We moved to The Netherlands on August 31st, 2009. The process went fairly well...everything I went through as a new expat was text book. When I got here it was the excitement of discovery. I had been to The Netherlands before, but now it was for good, and when you plan to spend your life somewhere you look at everything differently. For the first 6 months of our time here, we were lucky enough to have friends that invited us to stay in their home while Jacob found work and I adapted, so for the first month or so, I felt like we were just on another vacation, lots of activities, sight-seeing, looking at everything. After the first month...panic set in, Jacob had had a few job offers, but he wanted to wait for the right offer, I couldn't work, and being a workaholic, this was hard for me. I started to get homesick...really homesick, questioning our choice and hoping we wouldn't regret it later on. Then, depression kicked in. I couldn't see the light at the end of the tunnel. I tried to keep my game face on for my friends who were so generous, but I doubt that it worked. I wanted my own space, our own home, our life back. This was hard on Jacob, I know it was, he was now working...got the perfect job...so he was living life, while I was staying at the house, not daring to go anywhere. I spoke Dutch, but even so, it is so difficult to get out there...you don't know until you become an expat, how hard it is to adapt. Finally Jacob got a year contract with the minimum salary required for me to get my permit to stay in the country (Verblijfsvergunning), and I could go to IND to apply. Luckily everything I had was in order, we prepared my protfolio very well, and I received it within four months (could have been 6 to 12)....cue light at the end of the tunnel. I started working as a free-lance musician, and started feeling more confident. We could now start really looking for a home to call our own. We found a house in January 2010 and moved in in February 2010. This made a huge amount of difference to my adaptation process, and from then on it was a somewhat easier climb up the hill...I was starting to really like it here.

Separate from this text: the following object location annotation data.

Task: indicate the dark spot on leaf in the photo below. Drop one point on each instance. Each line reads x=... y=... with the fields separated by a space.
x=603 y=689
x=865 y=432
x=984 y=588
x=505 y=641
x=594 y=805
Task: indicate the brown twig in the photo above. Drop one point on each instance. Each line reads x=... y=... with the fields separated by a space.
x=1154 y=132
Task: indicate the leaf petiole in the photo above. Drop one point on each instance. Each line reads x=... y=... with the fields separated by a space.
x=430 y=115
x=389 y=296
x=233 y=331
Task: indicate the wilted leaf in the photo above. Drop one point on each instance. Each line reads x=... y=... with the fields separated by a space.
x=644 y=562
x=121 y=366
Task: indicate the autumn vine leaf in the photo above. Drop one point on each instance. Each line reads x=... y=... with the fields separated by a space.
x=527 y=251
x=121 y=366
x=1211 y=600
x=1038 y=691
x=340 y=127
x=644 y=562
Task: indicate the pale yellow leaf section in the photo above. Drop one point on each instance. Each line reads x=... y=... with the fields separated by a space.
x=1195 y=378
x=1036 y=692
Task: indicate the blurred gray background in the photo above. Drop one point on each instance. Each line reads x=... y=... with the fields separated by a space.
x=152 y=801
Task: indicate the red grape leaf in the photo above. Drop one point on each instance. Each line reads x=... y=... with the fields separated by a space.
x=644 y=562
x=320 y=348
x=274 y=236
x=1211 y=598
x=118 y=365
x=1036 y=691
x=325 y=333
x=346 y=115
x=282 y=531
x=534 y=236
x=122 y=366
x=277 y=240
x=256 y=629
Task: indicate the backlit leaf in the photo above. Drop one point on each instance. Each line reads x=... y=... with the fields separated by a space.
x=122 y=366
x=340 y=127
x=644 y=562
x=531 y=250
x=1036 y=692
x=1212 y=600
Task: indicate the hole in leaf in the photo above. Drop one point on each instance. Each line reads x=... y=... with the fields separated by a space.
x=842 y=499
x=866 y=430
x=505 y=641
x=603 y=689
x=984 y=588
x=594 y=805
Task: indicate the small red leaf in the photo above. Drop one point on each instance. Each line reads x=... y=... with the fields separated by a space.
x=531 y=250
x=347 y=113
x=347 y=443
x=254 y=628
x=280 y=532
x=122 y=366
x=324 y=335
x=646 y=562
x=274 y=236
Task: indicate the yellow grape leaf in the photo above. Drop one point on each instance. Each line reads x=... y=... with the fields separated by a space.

In May 2010, I went back to Canada to visit my family. I was pleased to realize that I missed Holland, and living here. I had no desire to go back to Canada to live...happy to visit, but I was happy to be back in my Dutch home!! Phew!! What a relief!!
I am getting more and more work, the fact that this is such a small country makes networking much easier than anywhere else I have been. People talk to each other and if you are good at what you do, then work will come!
I had to take all the work I could get, so I took a contract for the summer (July 10-August 15) in Graz, Austria. I am looking forward to seeing friends and colleagues, but I don't want to leave for 5 weeks. I like being home with Jacob and Cookie. Things you have to do...it is a signed contract, so I guess I have to go. I know, I know, stop whining!